No podía ver en ese momento a Perkin porque se encontraba en la popa, por encima del camarote de los abades, manejando el timón para tomar una bordada que había de llevarnos hasta una curva del río. Allí, Adam y él empujarían el timón sin maniobras demasiado bruscas y, al girar la pala, la vela roja se hincharía y restallaría brevemente, y nos encontraríamos en un rumbo nuevo que nos dirigiría en diagonal hacia la otra orilla del río. De ese modo, en una serie interminable de largos zigzags, íbamos remontando los grandes ríos de Alemania. Cuando no teníamos vientos favorables, Perkin y Adam, ayudados a veces por los cuatro monjes, hacían avanzar la barcaza con pértigas en las aguas someras próximas a las orillas. Y cuando era necesario, Hanno y yo mismo nos uníamos a los monjes para manejar los seis largos remos de madera de pino que llevábamos a bordo, y empleábamos nuestros músculos en hacer avanzar despacio el barco contra la corriente, adentrándonos más y más en el corazón del Sacro Imperio romano, la guarida de los enemigos del rey.

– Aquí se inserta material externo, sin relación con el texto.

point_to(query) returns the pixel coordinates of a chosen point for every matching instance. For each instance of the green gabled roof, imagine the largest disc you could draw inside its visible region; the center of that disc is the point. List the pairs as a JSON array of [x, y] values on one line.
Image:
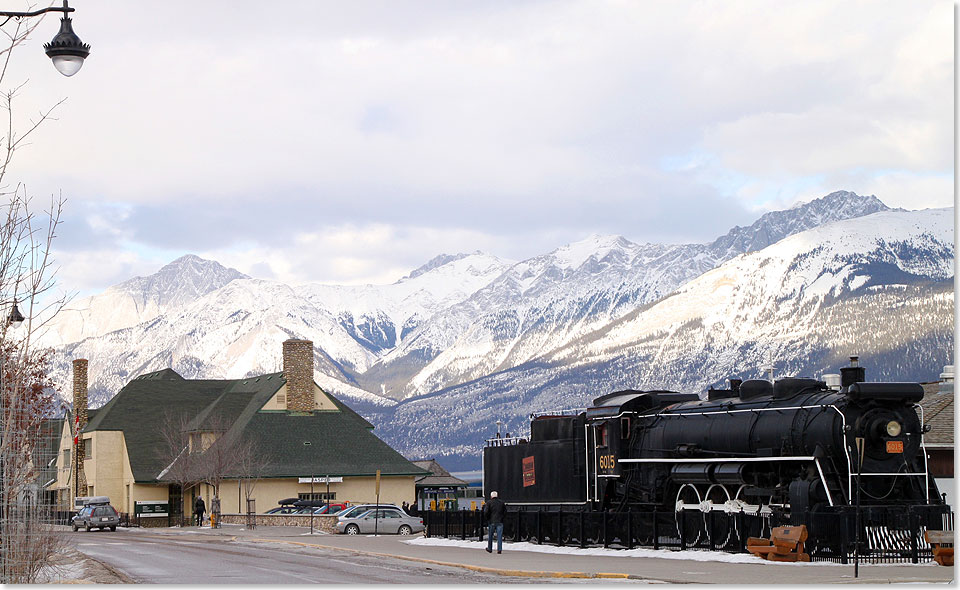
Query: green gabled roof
[[339, 444], [139, 410]]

Perkin había arreglado las cosas para que yo contratara a Adam para este viaje, aunque la plata que yo le pagaba no era mía, sino que provenía del cofre del tesoro privado de Leonor de Aquitania. La reina me había dado también una generosa cantidad de monedas destinadas a pagar los peajes de los ríos y cubrir los gastos del largo viaje. Se mostró comprensiblemente fría conmigo cuando fui a verla al palacio de Westminster, apenas dos horas después del juicio contra Robin. La reina quería mucho a mi señor, y era evidente que le habían llegado ya las nuevas de mi traición. Fuera como fuese, no mencionó en ningún momento aquel asunto, y yo no me encontraba en la situación idónea para hablar de forma racional de lo ocurrido, de modo que nuestra discusión se limitó a los azares del viaje y a las dificultades que debería afrontar antes de descubrir dónde se hallaba su hijo. La charla fue breve; a su conclusión, ella me tendió una bolsa repleta y me aconsejó que reuniera a mis dos abades con su séquito de monjes y partiéramos con la mayor rapidez posible hacia Alemania. Eso me convenía, y yo no tenía el menor deseo de quedarme mucho tiempo en Inglaterra: la palabra «¡Judas!» todavía resonaba en mis oídos, y me perseguía la imagen de las dos cabezas en descomposición clavadas sobre las puertas de Kirkton y picoteadas por los pájaros, a las que culpaba de habernos echado una maldición a nuestra partida, pocas semanas atrás. Intenté no pensar en Robin, ni en su triste destino a manos de los templarios. Así pues, a la luz grisácea del amanecer, un día después de que Robin fuera sentenciado a morir en la hoguera, mi compañía y yo nos deslizamos aguas abajo por el Támesis en la gran barcaza de vela de Adam,
El Cuervo
, en dirección a alta mar, con el fin de empezar nuestra búsqueda del rey Ricardo.